Oracle® Solaris Cluster System Administration Guide

Exit Print View

Updated: October 2015
 
 

How to Validate a Basic Cluster Configuration

The cluster command uses the check subcommand to validate the basic configuration that is required for a global cluster to function properly. If no checks fail, cluster check returns to the shell prompt. If a check fails, cluster check produces reports in either the specified or the default output directory. If you run cluster check against more than one node, cluster check produces a report for each node and a report for multinode checks. You can also use the cluster list-checks command to display a list of all available cluster checks.

In addition to basic checks, which run without user interaction, the command can also run interactive checks and functional checks. Basic checks are run when the –k keyword option is not specified.

  • Interactive checks require information from the user that the checks cannot determine. The check prompts the user for the needed information, for example, the firmware version number. Use the –k interactive keyword to specify one or more interactive checks.

  • Functional checks exercise a specific function or behavior of the cluster. The check prompts for user input, such as which node to fail over to, as well as confirmation to begin or continue the check. Use the –k functional check-id keyword to specify a functional check. Perform only one functional check at a time.


    Note -  Because some functional checks involve interrupting cluster service, do not start any functional check until you have read the detailed description of the check and determined whether you need to first take the cluster out of production. To display this information, use the following command:
    % cluster list-checks -v -C checkID

You can run the cluster check command in verbose mode with the –v flag to display progress information.


Note -  Run cluster check after performing an administration procedure that might result in changes to devices, volume management components, or the Oracle Solaris Cluster configuration.

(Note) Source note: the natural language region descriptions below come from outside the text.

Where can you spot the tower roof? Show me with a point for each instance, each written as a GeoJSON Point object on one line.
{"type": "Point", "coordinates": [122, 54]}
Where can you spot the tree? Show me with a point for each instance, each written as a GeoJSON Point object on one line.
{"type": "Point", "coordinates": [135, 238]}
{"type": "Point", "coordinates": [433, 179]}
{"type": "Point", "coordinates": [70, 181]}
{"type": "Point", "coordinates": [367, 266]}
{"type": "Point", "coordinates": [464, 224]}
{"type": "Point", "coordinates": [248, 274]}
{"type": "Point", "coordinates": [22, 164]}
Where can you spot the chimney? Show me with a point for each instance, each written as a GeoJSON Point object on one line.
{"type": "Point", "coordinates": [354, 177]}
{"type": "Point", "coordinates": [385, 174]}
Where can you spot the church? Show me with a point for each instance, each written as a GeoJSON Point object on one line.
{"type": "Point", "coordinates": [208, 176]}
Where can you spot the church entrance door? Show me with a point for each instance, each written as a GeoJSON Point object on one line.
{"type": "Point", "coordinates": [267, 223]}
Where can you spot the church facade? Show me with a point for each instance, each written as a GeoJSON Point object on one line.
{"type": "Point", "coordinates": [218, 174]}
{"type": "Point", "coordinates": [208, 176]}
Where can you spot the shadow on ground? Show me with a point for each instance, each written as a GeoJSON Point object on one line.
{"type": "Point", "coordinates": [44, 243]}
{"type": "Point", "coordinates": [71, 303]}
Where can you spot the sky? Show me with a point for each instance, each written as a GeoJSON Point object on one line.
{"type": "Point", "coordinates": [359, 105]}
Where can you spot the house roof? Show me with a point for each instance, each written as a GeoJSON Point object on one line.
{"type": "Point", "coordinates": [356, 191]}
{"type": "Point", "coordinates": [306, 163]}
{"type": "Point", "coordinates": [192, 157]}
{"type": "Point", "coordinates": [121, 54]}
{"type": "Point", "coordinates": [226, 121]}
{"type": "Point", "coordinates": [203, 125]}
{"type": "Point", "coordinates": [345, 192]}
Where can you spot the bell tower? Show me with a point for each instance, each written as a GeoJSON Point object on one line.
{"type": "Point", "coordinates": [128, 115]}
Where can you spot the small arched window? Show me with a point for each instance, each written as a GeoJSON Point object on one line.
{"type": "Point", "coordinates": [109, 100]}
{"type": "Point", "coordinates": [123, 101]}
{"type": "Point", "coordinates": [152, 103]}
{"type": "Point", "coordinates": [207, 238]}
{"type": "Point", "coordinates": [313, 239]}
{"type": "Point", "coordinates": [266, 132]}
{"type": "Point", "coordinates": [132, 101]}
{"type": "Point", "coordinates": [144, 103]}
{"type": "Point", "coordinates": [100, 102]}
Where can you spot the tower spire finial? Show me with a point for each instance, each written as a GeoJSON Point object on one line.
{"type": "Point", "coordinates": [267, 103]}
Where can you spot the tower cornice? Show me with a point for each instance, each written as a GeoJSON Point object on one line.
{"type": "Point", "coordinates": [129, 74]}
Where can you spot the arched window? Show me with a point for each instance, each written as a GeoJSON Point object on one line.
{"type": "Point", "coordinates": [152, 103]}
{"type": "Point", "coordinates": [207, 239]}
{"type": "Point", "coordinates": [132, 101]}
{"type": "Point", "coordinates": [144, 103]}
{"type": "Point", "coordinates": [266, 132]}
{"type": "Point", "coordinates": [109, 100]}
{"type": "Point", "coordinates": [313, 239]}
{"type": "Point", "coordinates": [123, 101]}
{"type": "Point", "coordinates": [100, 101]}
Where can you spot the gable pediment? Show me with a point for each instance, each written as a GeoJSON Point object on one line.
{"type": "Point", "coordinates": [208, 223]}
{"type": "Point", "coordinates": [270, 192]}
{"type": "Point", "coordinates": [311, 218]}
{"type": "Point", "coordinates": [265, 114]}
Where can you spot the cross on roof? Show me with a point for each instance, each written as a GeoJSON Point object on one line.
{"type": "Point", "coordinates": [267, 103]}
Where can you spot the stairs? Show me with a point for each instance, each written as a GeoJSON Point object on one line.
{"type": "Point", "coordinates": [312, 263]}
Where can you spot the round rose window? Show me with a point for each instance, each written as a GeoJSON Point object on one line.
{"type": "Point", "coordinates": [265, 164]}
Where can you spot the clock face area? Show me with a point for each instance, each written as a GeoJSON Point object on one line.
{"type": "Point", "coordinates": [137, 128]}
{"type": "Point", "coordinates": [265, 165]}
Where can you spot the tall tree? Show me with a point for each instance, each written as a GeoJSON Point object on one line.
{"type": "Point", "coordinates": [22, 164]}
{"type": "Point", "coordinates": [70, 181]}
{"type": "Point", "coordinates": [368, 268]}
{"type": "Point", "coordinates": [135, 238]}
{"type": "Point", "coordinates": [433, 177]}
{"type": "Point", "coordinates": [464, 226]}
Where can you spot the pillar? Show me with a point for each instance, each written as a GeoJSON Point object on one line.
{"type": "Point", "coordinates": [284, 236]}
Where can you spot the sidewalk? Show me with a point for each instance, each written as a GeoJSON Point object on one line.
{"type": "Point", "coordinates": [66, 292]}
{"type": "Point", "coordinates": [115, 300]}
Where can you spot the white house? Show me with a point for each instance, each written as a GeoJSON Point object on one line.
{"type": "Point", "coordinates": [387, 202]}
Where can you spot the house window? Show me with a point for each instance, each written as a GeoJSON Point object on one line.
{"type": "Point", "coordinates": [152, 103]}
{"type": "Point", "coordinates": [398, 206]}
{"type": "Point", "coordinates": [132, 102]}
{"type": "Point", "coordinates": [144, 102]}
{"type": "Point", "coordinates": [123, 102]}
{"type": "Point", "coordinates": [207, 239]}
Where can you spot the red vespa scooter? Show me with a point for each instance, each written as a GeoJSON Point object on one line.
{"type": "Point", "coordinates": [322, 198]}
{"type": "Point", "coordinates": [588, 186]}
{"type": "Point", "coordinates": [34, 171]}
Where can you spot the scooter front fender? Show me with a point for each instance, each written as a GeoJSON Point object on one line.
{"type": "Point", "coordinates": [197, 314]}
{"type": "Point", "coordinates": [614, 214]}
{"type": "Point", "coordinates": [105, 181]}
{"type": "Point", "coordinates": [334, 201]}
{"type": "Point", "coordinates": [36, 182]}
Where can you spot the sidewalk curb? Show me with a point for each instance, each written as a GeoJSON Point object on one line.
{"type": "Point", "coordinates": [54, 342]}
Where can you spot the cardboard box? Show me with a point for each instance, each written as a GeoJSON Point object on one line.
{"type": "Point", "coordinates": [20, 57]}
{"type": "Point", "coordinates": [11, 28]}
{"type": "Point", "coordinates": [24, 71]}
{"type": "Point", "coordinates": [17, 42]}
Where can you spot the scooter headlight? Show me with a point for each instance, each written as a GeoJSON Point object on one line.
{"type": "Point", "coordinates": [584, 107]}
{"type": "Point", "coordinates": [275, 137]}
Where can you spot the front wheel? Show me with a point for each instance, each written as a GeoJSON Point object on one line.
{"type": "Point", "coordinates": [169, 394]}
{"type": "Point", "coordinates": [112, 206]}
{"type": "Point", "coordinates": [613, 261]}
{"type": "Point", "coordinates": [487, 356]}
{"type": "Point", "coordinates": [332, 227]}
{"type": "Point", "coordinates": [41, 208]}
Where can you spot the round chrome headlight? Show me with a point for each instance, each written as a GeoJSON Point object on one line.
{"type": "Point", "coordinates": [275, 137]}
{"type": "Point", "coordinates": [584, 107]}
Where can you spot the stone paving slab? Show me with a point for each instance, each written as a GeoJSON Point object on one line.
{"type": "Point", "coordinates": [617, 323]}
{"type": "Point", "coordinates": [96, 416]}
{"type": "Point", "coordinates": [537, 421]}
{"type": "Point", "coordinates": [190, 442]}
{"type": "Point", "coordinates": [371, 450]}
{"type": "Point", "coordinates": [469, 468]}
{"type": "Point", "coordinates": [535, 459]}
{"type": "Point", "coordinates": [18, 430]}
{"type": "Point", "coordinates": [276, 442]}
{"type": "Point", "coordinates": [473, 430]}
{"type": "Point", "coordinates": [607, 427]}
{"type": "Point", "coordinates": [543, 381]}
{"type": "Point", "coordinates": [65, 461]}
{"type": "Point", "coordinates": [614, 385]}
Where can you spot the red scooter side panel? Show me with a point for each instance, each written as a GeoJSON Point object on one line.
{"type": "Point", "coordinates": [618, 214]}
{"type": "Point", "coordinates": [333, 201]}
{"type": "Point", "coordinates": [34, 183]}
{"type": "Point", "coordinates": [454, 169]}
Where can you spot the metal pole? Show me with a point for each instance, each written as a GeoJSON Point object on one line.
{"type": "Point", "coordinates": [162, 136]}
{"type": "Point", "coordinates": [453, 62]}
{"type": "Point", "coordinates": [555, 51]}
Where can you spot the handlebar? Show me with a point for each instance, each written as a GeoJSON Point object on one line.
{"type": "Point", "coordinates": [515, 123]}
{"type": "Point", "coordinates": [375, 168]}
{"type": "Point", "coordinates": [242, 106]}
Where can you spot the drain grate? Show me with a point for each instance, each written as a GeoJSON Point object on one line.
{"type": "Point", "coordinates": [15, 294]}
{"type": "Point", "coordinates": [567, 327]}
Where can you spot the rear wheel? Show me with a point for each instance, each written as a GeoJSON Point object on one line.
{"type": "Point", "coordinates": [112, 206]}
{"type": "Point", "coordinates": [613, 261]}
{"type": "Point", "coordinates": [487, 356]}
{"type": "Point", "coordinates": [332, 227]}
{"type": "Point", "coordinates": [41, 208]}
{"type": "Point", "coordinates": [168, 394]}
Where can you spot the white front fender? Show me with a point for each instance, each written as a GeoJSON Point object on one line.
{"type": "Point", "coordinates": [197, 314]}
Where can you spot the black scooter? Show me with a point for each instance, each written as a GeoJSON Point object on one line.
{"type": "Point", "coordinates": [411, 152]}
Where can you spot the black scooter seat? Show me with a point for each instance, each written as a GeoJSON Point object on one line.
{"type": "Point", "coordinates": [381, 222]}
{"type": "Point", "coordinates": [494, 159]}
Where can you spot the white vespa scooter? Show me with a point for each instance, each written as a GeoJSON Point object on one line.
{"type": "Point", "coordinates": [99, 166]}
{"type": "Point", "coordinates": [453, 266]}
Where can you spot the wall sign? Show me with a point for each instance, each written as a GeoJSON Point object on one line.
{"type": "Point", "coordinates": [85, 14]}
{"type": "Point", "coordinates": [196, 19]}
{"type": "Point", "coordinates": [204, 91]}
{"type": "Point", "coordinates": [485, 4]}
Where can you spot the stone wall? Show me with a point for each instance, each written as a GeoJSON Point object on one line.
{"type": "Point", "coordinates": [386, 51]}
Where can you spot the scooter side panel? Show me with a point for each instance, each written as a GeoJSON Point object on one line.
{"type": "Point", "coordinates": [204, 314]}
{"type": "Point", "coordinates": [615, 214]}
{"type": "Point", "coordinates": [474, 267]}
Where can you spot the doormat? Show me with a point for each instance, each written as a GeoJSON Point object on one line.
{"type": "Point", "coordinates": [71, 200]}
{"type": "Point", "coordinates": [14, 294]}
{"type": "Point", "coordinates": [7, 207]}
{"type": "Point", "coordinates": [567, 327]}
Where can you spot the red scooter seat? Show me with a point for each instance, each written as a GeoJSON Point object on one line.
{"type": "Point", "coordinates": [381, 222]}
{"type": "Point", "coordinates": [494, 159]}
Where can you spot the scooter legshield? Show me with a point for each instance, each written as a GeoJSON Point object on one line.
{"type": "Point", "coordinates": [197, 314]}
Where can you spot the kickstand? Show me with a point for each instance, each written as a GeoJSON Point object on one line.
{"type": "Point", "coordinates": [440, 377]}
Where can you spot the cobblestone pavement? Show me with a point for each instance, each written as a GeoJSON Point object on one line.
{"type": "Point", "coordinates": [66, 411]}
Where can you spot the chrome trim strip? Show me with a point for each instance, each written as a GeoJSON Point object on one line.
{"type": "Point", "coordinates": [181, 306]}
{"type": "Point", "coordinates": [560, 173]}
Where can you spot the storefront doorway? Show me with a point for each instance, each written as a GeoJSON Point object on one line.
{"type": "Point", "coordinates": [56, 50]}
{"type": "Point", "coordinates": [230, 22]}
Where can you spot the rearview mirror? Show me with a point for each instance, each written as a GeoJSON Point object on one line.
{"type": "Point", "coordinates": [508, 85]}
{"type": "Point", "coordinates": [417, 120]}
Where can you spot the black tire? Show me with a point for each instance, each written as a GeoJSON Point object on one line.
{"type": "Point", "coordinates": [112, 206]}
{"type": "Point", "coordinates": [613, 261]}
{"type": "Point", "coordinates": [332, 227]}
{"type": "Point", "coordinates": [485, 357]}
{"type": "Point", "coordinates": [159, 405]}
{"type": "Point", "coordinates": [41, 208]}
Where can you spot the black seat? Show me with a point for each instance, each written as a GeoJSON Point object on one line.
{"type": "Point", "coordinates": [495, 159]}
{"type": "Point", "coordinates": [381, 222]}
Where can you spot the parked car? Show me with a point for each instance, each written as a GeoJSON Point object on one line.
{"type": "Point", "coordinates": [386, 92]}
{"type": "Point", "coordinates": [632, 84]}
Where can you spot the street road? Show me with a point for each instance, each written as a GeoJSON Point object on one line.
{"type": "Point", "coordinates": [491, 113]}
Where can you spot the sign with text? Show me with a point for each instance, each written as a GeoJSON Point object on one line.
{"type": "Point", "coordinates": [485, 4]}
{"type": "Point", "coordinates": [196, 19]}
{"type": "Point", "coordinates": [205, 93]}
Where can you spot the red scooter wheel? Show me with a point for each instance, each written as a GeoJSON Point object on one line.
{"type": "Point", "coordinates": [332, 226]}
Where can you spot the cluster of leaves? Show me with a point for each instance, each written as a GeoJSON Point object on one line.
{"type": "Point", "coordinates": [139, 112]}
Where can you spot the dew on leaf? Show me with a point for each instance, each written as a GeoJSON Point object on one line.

Running the clzonecluster(1CL) command from the global-cluster node runs a set of checks to validate the configuration that is required for a zone cluster to function properly. If all checks pass, clzonecluster verify returns to the shell prompt and you can safely install the zone cluster. If a check fails, clzonecluster verify reports on the global-cluster nodes where the verification failed. If you run clzonecluster verify against more than one node, a report is produced for each node and a report for multinode checks. The verify subcommand is not allowed inside a zone cluster.

  1. Assume the root role on an active member node of a global cluster.
    phys-schost# su

    Perform all steps of this procedure from a node of the global cluster.

  2. Ensure that you have the most current checks.
    1. Go to the Patches & Updates tab of My Oracle Support.
    2. In the Advanced Search, select Solaris Cluster as the Product and type check in the Description field.

      The search locates Oracle Solaris Cluster software updates that contain checks.

    3. Apply any software updates that are not already installed on your cluster.
  3. Run basic validation checks.
    phys-schost# cluster check -v -o outputdir
    –v

    Verbose mode

    –o outputdir

    Redirects output to the outputdir subdirectory.

    This command runs all available basic checks. No cluster functionality is affected.

  4. Run interactive validation checks.
    phys-schost# cluster check -v -k interactive -o outputdir
    –k interactive

    Specifies running interactive validation checks.

    The command runs all available interactive checks and prompts you for needed information about the cluster. No cluster functionality is affected.

  5. Run functional validation checks.
    1. List all available functional checks in nonverbose mode.
      phys-schost# cluster list-checks -k functional
    2. Determine which functional checks perform actions that would interfere with cluster availability or services in a production environment.

      For example, a functional check might trigger a node panic or a failover to another node.

      phys-schost# cluster list-checks -v -C check-ID
      –C check-ID

      Specifies a specific check.

    3. If the functional check that you want to perform might interrupt cluster functioning, ensure that the cluster is not in production.
    4. Start the functional check.
      phys-schost# cluster check -v -k functional -C check-ID -o outputdir
      –k functional

      Specifies running functional validation checks.

      Respond to prompts from the check to confirm that the check should run, and for any information or actions you must perform.

    5. Repeat Step c and Step d for each remaining functional check to run.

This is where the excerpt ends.